And in Brazil, South America’s largest market, Azul attempted a hostile takeover of Latam with the backing of some of the Chilean airline’s largest creditors. In addition, Gol acquired a regional airline to add flights and boost its share at the highly sought-after but constrained São Paulo Congonhas airport.
While Avianca’s acquisition of Viva comes as something of a surprise, the fact that it is participating in consolidation of the Latin American aviation market does not. “Do we believe in consolidation as a good thing for the industry across the region? We do,” Avianca CEO Adrian Neuhauser told Airline Weekly in October.
At the time, there was chatter about a possible combination between Avianca and Chile’s Sky Airline. That deal, which was pushed by two of Avianca’s creditors, Caoba Capital and Elliot Investment Management, has not come to fruition.
A merger of Avianca and Viva makes some sense. The former emerged from Chapter 11 having slashed expenses and with a business plan that called for denser seating on its aircraft and more point-to-point routes bypassing its Bogotá hub and increasing the utilization of its fleet — all of which are hallmarks of discounters like Viva. Avianca even began adding flights that competed with Viva at the latter’s new Medellin hub.

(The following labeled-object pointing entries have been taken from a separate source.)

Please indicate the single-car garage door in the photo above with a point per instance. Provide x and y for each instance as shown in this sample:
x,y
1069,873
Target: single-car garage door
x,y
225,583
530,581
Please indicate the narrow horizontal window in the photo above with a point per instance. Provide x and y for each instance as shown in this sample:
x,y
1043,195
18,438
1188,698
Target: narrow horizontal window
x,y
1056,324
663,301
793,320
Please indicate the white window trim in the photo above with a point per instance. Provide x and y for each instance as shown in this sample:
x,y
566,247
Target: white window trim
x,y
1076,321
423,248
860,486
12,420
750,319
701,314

Avianca and Viva together would have a 67 percent share of domestic Colombian capacity — but only an 11 percent share of South American capacity — in April, according to Cirium schedules. Their next largest competitor, Latam, has a 26 percent share. Avianca closed its Peruvian subsidiary in 2020 thus Viva would be a return of sorts for the airline to the market that is among the fastest growing in South America.